Scoot is also selling in Berlin-Australia flights with both legs operated by Scoot. It is also of course selling in the Berlin-Singapore market, offering much cheaper fares than the SIA-Lufthansa JV (generally  less than half the price).

Adding Scoot to the JV would enable Scoot to cooperate with Lufthansa and further strengthen its ties with SIA. This is particularly important for passengers Singapore-Germany passengers with multiple stop itineraries. For example, a passenger originating in Singapore who visits both Berlin and Munich.

Lufthansa-Scoot and Eurowings-Scoot codeshare would make sense too

Lufthansa could also benefit from gaining access to Scoot short haul flights within Southeast Asia. SilkAir is already included in the Lufthansa-SIA JV. Lufthansa began codesharing to several SilkAir destinations in Asia Pacific (including Australia) after the JV with SIA was initially forged.

Scoot has several unique destinations in Southeast Asia that SIA and SilkAir now sell via their new codeshare. Scoot does not yet have any codeshare partner outside the SIA Group but Lufthansa would be a logical place to start.

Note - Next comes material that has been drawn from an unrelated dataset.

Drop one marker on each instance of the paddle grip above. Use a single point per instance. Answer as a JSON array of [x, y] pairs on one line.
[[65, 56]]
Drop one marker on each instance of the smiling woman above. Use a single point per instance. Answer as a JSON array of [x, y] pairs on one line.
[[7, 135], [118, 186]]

SIA began codesharing with Lufthansa’s LCC subsidiary Eurowings in Jun-2017 as SIA launched services to Dusseldorf. Eurowings is based at Dusseldorf and the SIA-Eurowings codeshare mainly covers destinations beyond Dusseldorf as Lufthansa has a very limited presence at Dusseldorf.

Eurowings also has been expanding in Berlin since the demise of airberlin. A codeshare or interline between Eurowings and Scoot would be sensible as it would provide Scoot with feed beyond Berlin. Eurowings now links Berlin with nearly 20 destinations in Europe.

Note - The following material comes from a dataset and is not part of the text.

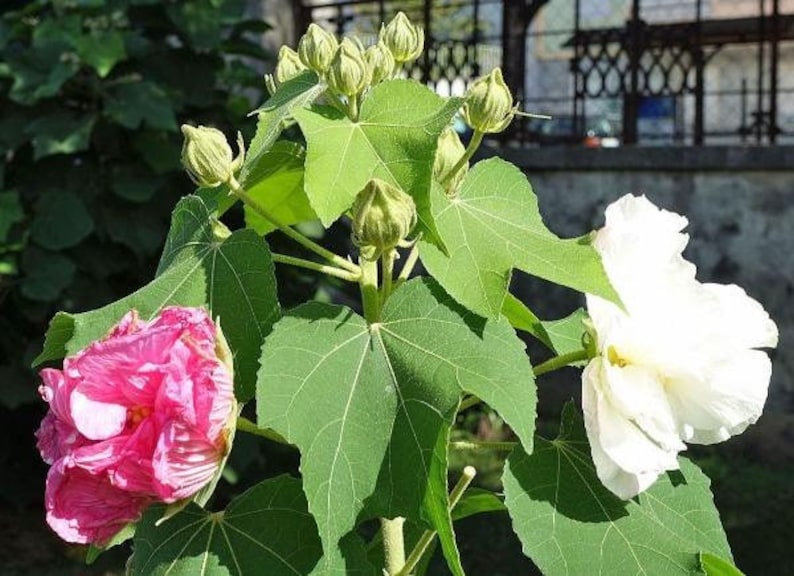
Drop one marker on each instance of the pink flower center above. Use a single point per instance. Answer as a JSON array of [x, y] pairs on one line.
[[136, 415]]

Scoot would not be the first LCC to be included in a JV

Including an LCC subsidiary in a JV is still rare, but becoming more common. For example, Air Canada LCC subsidiary rouge and IAG’s new long haul low cost subsidiary LEVEL are now included under their respective transatlantic JVs.  

The anticipated addition of Scoot to the Lufthansa-SIA JV would be the first time an LCC is included in any of the Asia-Pacific JVs. However, it will almost certainly not be the first as full service airline groups continue to expand and launch LCC subsidiaries.

Long haul low cost operations are becoming more mainstream. Seven full service airline groups now have long haul LCCs. It makes sense for these seven long haul LCC subsidiaries to cooperate with and complement - rather than compete against - their parent’s joint venture partners.